All of the benchmark indices on Liv-ex (the Fine Wine 50, Fine Wine 100, Fine Wine 1000, Bordeaux 500 and Fine Wine Investables) are up – to varying degrees – over both a year and the year-to-date.
In part this is due to sterling weakness against other currencies, as Liv-ex noted, which always encourages buying from the US, Europe and Asia.
It is also due to the low volatility of fine wine as a tangible asset. Liv-ex said: As central banks pumped liquidity into the global economy in order to avert a crisis of confidence, inflating everything from residential property to junk bonds, collectors began to eye up the tangible, low-volatile fine wine market.
“Tangible assets like fine wine often find their moment in times of financial upheaval. Not only has fine wine proven itself a safe and stable (if at times, dull) investment over the medium term,
it also holds allure to imbibers who are locked down and deprived of their usual wining and dining.”

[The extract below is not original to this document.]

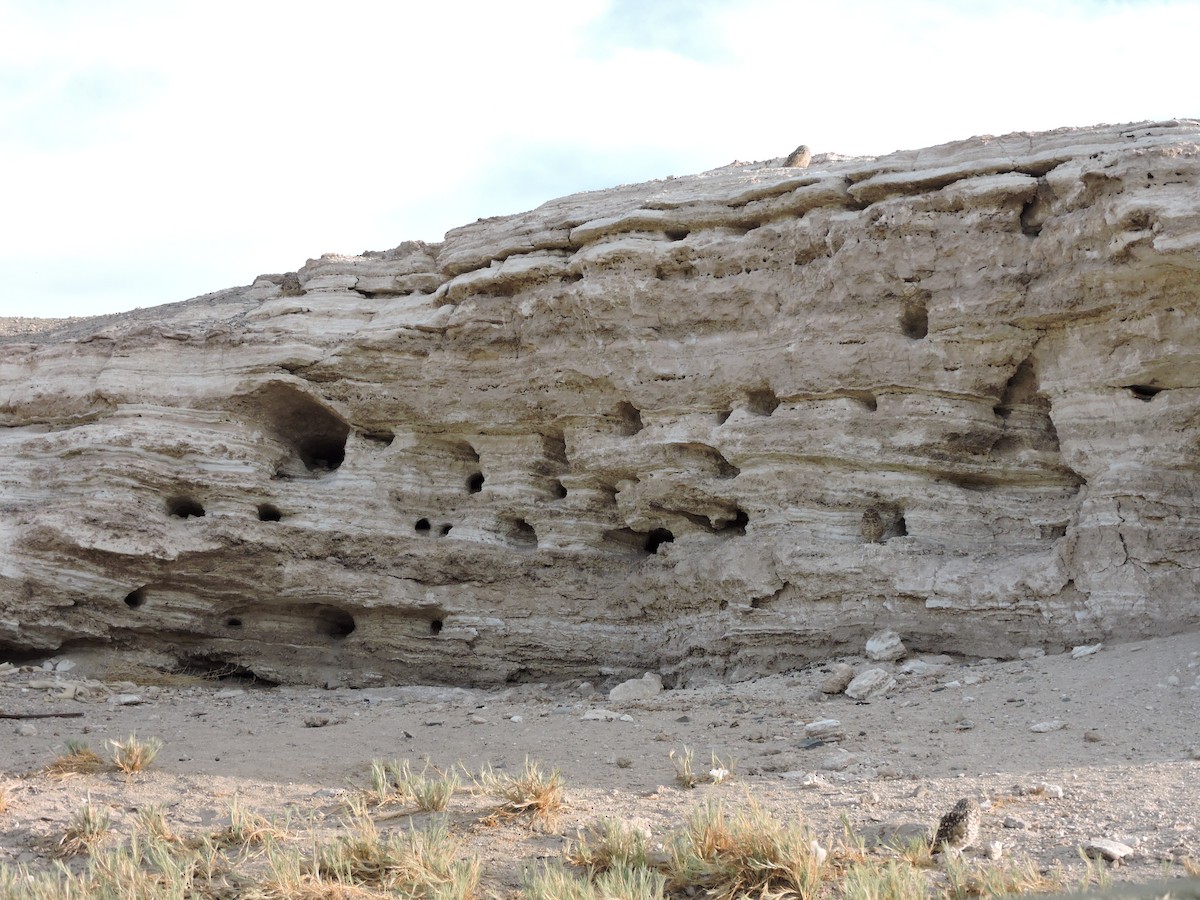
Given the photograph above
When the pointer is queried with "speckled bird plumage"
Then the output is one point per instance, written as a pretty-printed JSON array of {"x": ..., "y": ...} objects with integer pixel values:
[{"x": 959, "y": 828}]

It is also important to note that the secondary fine wine market is now a much, much broader market than it used to be.
Bordeaux’s share of trade by value has been falling since a peak of over 90% a decade ago and buyers have diversified greatly, first into Burgundy and more recently into Champagne, Italy and, increasingly US, the Rhône and other great fine wines of the world.

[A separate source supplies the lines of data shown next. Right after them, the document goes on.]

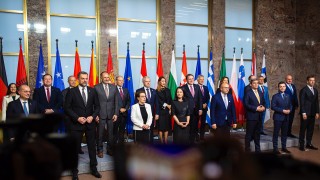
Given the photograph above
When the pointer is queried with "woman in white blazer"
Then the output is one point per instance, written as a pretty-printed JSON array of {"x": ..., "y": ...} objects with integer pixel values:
[
  {"x": 141, "y": 116},
  {"x": 11, "y": 96}
]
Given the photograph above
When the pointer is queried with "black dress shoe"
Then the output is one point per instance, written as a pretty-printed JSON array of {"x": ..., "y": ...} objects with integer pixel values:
[
  {"x": 285, "y": 151},
  {"x": 310, "y": 146},
  {"x": 263, "y": 133},
  {"x": 276, "y": 152},
  {"x": 96, "y": 174}
]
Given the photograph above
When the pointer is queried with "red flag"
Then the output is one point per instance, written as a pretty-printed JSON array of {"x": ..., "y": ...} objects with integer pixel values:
[
  {"x": 184, "y": 69},
  {"x": 110, "y": 66},
  {"x": 21, "y": 71},
  {"x": 254, "y": 64},
  {"x": 143, "y": 70},
  {"x": 93, "y": 77},
  {"x": 159, "y": 67},
  {"x": 77, "y": 66}
]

Italy and Champagne in particular have had exceptional years – a breakout year in Italy’s case – their sub-indices on the Fine Wine 1000 up 6.7% and 8.2% respectively, while Giacomo Conterno’s 2013 Barolo Monfortino Riserva was the most traded wine by value this year.

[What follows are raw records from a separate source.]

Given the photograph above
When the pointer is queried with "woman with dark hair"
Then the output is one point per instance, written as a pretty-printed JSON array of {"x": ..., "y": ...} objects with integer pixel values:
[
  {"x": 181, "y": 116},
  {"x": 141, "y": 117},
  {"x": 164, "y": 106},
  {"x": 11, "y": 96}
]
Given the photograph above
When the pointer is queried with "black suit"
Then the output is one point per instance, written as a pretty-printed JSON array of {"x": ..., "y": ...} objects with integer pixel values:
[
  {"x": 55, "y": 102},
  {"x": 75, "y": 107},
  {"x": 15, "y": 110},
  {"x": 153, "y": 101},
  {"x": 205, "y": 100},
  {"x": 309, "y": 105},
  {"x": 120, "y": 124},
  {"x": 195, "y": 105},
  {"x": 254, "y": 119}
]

The fact that both were exempted from the US tariffs undoubtedly helped – both regions have seen their share of trade in the US rise this year – demand has been strong in other markets too with the release of celebrated vintages in Champagne (2008 and 2012), Piedmont (2016) and Tuscany (2015) all driving trade.
As has been reported previously, US wines have enjoyed a stellar year, its share of trade by value rising to 7% when it was just 0.1% a decade ago, with UK buyers in particular buying into Californian wines that are increasingly being exported beyond estates’ mailing lists, and the Rhône has started making gains after years labouring in the shadow of its larger French counterparts – Bordeaux and Burgundy.
Burgundy in particular has had an up-and-down year. Interest has “waned” said Liv-ex as greater numbers of buyers have found themselves incapable of either being able to pay for or even find many of the region’s top names.
Buying has therefore – again a pattern that began in previous years – increasingly spilled over into “more affordable second and third tier growers”, which is affecting the price performance of the category leaders.
This affected Burgundy’s share of trade by value (although volumes remain steady) and the Burgundy 150 was one of the few Fine Wine 1000 sub-indices to finish the year in the red (-1.2%).
It’s not the end of Burgundy at all, indeed it might possibly be described as a new beginning with the market finding its way around new sets of desirable wines and domains it wishes to follow.
Looking forward into 2021 Liv-ex suggested that while others may write off 2020 as the “year that wasn’t”, this wasn’t true at all for fine wine.
The robustness of the fine wine market and developments within it suggest otherwise,” it concluded.
“The wine industry showed remarkable resilience despite the headwinds. The fine wine market continued to offer steady returns and low volatility, to broaden, diversify and grow. All Liv-ex indices rose and trade by value touched a ten-year high in November. The market saw a record number and volume of trades.”
Having started the year with great expectations – which only went lower as 2020 initially progressed – the fine wine market is ending the year in a much brighter spot than it can ever reasonably have hoped to be and, with luck, that confidence in the market’s potential can be maintained and carry on into next year.